No caso analisado, o comportamento do agente foi enquadrado como ato de improbidade e violação da boa-fé contratual, em razão do exercício de atividade remunerada em outro local durante o período em que declarava incapacidade para o trabalho habitual e recebia benefício previdenciário.

Para a Sétima Turma, esse tipo de conduta representa fraude ao afastamento médico e autoriza a dispensa imediata, sem necessidade de medidas intermediárias.

Impacto da decisão sobre trabalhadores afastados

A decisão passou a ser citada por advogados trabalhistas e veículos especializados como referência de como o trabalho remunerado durante licença médica ou auxílio-doença pode levar à perda do emprego por justa causa, especialmente quando há prova direta de atuação em outro posto de trabalho.
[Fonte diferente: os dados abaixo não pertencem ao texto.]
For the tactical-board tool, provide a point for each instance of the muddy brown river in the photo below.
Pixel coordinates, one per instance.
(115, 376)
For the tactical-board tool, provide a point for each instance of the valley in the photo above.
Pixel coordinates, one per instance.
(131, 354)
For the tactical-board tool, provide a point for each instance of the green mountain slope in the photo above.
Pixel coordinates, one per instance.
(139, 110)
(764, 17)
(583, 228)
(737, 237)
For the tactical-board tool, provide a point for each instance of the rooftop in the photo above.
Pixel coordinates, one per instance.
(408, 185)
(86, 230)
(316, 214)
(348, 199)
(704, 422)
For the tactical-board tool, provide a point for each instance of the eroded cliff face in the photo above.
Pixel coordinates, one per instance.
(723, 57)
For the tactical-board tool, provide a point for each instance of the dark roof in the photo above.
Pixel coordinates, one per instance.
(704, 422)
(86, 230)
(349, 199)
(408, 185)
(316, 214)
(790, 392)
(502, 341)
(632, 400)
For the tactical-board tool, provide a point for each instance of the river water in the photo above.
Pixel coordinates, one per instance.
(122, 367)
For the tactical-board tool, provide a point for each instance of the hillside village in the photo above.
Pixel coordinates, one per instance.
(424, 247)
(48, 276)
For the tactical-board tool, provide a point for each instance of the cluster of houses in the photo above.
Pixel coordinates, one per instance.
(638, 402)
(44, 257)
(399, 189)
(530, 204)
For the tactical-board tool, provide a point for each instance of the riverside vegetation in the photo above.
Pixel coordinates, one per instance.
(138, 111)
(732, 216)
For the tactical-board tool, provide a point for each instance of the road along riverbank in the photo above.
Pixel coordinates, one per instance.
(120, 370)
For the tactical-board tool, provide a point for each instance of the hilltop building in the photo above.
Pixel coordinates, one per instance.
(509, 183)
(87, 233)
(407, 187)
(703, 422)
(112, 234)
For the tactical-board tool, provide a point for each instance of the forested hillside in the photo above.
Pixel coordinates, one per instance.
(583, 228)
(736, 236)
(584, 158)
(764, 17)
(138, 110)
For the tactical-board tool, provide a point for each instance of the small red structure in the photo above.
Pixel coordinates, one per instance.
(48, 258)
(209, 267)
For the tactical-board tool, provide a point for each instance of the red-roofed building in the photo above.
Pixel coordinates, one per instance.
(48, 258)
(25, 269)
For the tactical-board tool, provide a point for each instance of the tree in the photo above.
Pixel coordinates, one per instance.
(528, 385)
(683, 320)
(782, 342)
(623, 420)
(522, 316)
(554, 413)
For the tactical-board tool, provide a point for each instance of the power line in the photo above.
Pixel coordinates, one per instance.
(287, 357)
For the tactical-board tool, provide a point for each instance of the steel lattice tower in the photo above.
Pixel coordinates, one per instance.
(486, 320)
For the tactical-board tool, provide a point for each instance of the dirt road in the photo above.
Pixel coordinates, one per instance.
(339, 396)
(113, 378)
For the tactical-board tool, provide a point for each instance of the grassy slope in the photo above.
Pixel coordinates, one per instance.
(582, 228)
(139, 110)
Comentários de especialistas destacam que, para a Justiça do Trabalho, o ponto central não é apenas a existência de outra renda, mas a contradição entre a alegada incapacidade para o cargo principal e o desempenho de funções em condições aparentemente incompatíveis com o afastamento.

Em outras ações, tribunais já admitiram que certas atividades moderadas, recreativas ou compatíveis com o tratamento médico não descaracterizam, por si só, a necessidade de afastamento do trabalho.

Entretanto, a linha adotada no processo do agente da Fundação Casa evidencia que o exercício de atividade remunerada em outro emprego, durante o mesmo período em que o empregado está formalmente afastado por incapacidade, tende a ser analisado com rigor, sobretudo quando há elementos audiovisuais e testemunhais que indiquem prestação habitual de serviços.

Diante desse precedente e da ênfase do TST na quebra de confiança e na boa-fé contratual, como trabalhadores afastados por motivo de saúde podem avaliar, com segurança, quais tipos de atividade — especialmente se remuneradas — podem colocar em risco o vínculo de emprego e serem interpretadas pelos juízes como fraude ao afastamento médico?